Вальку хоронили трогательно и шикарно.

Гроб на руках всю дорогу, а за гробом шестеро баянистов — похоронные марши и Вальки, покойничка, песни любимые: «Ах, зачем эта ночь!» и «Молдаванский вальс».

Шестеро баянистов и седьмой — плясун, Гаврик Златоцветов, за гробом.

Парни на подбор — что надо!

Шурка-Заграничный — жетоны у него, как и у Вальки, за игру гармонную.

Мишка-Пищик — человек, знающий гармонь лучше, чем любой поп «Отче наш». Сам мог гармонь сделать, если ему подходящий инструмент и материал дать.

Петька-Японец «Коробушку», «Выйду ль я на реченьку» играл так, что за оперу принять можно. А «Барыню» Петькину даже городовые играть ему на улице не запрещали.

Втулка-Серега — шестнадцать часов, на спор, на свадьбе у вора-домушника Кольки-Ершика гармонь из рук не выпускал. Выпьет. Закусит. Играет. Кругом — шестнадцать.

Мишка-Утопленник из-за гармони чуть не утонул. На Лахте. Лодку в драке опрокинули. Мишка сапоги сбросил, а гармонь не отпускает.

Тонет, а гармонь в руках.

Спирька-Омский из Питера до Омска и обратно пешком прошел, по городам и деревням на гармозе играя!

Пьяный играл — как никто. А в дым когда пьян, спит когда на гармозе — еще лучше. Сердцем играл, кровью.

Плясун Гаврик Златоцветов — красавец — поискать!

И плясун редкий.

Девочка из-за него отравилась. Катя, лафермовская.

Знаменитые похороны Вальки.

Гроб весь в венках, бердовцы на похороны сбор сделали. Гроб и венки — что надо.

А маркер Долголев из «России», трактира, приятель Валькин задушевный, накануне похорон купчика обыграл на полтыщи, и все деньги — Валькиной матке.

Сороковку из выигрышных только взял, а остальные все старухе — полтыщи без двадцати копеек.

Маркер, а сердце поимел — это понимать надо!

Знаменитые Вальки-Баяниста похороны.
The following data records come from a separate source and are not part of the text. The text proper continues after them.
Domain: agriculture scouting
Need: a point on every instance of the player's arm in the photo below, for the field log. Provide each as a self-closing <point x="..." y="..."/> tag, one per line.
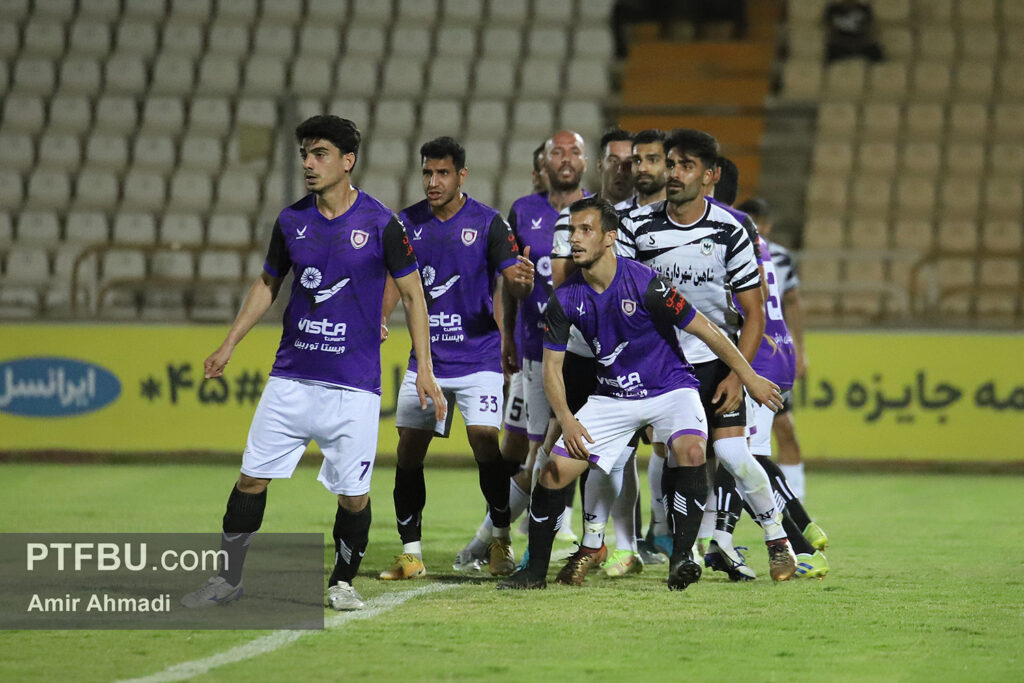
<point x="794" y="316"/>
<point x="261" y="295"/>
<point x="556" y="335"/>
<point x="762" y="390"/>
<point x="411" y="290"/>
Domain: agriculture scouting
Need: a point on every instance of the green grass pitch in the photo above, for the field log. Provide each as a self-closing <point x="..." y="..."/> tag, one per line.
<point x="927" y="585"/>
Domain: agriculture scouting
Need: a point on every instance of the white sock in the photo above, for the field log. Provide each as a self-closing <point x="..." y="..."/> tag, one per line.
<point x="658" y="516"/>
<point x="600" y="496"/>
<point x="753" y="482"/>
<point x="795" y="476"/>
<point x="625" y="507"/>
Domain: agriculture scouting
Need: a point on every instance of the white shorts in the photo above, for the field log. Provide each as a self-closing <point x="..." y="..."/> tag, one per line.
<point x="291" y="414"/>
<point x="611" y="423"/>
<point x="760" y="420"/>
<point x="527" y="410"/>
<point x="478" y="396"/>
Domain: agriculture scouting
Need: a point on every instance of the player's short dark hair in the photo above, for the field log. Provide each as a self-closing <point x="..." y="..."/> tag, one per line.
<point x="439" y="147"/>
<point x="694" y="143"/>
<point x="341" y="132"/>
<point x="615" y="134"/>
<point x="757" y="208"/>
<point x="650" y="136"/>
<point x="728" y="184"/>
<point x="609" y="217"/>
<point x="539" y="156"/>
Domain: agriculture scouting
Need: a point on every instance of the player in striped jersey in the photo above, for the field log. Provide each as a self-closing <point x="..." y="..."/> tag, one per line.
<point x="709" y="256"/>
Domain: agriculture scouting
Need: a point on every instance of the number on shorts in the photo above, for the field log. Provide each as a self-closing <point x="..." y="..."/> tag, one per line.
<point x="516" y="412"/>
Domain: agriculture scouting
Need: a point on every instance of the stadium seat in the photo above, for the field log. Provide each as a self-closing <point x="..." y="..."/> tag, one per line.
<point x="34" y="76"/>
<point x="265" y="76"/>
<point x="38" y="228"/>
<point x="494" y="79"/>
<point x="440" y="117"/>
<point x="59" y="151"/>
<point x="86" y="227"/>
<point x="116" y="115"/>
<point x="449" y="78"/>
<point x="209" y="116"/>
<point x="180" y="228"/>
<point x="47" y="189"/>
<point x="70" y="114"/>
<point x="394" y="118"/>
<point x="228" y="230"/>
<point x="356" y="77"/>
<point x="456" y="41"/>
<point x="16" y="152"/>
<point x="96" y="187"/>
<point x="124" y="74"/>
<point x="228" y="39"/>
<point x="142" y="189"/>
<point x="320" y="41"/>
<point x="957" y="236"/>
<point x="163" y="116"/>
<point x="218" y="75"/>
<point x="532" y="119"/>
<point x="134" y="227"/>
<point x="272" y="39"/>
<point x="136" y="38"/>
<point x="154" y="153"/>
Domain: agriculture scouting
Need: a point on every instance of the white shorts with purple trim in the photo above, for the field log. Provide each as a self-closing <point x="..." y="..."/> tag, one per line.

Шестеро баянистов — в поддевках выходных, в черных и синих, в рубахах шелковых и лаковых сапогах.

Заграничный — при жетонах.

А плясун красавец Златоцветов — в бархатной безрукавке поверх малиновой рубахи, с крепом на малиновом рукаве.

Не мог в другом костюме быть: как под игру Валькину в театрах выступал, так и за гробом шел.

При всей форме, значит.

Правильно это. Так надо.

Семеро за гробом: шестеро баянистов и плясун.

А сзади — футляры гармонные и московки игрунов девочки несли.

У каждого своя. Только Гаврика-красавца сестра, красавица Тася, братнину шапку плясунскую, ямщицкую, с павлиньими перьями шапку, — сестра несла.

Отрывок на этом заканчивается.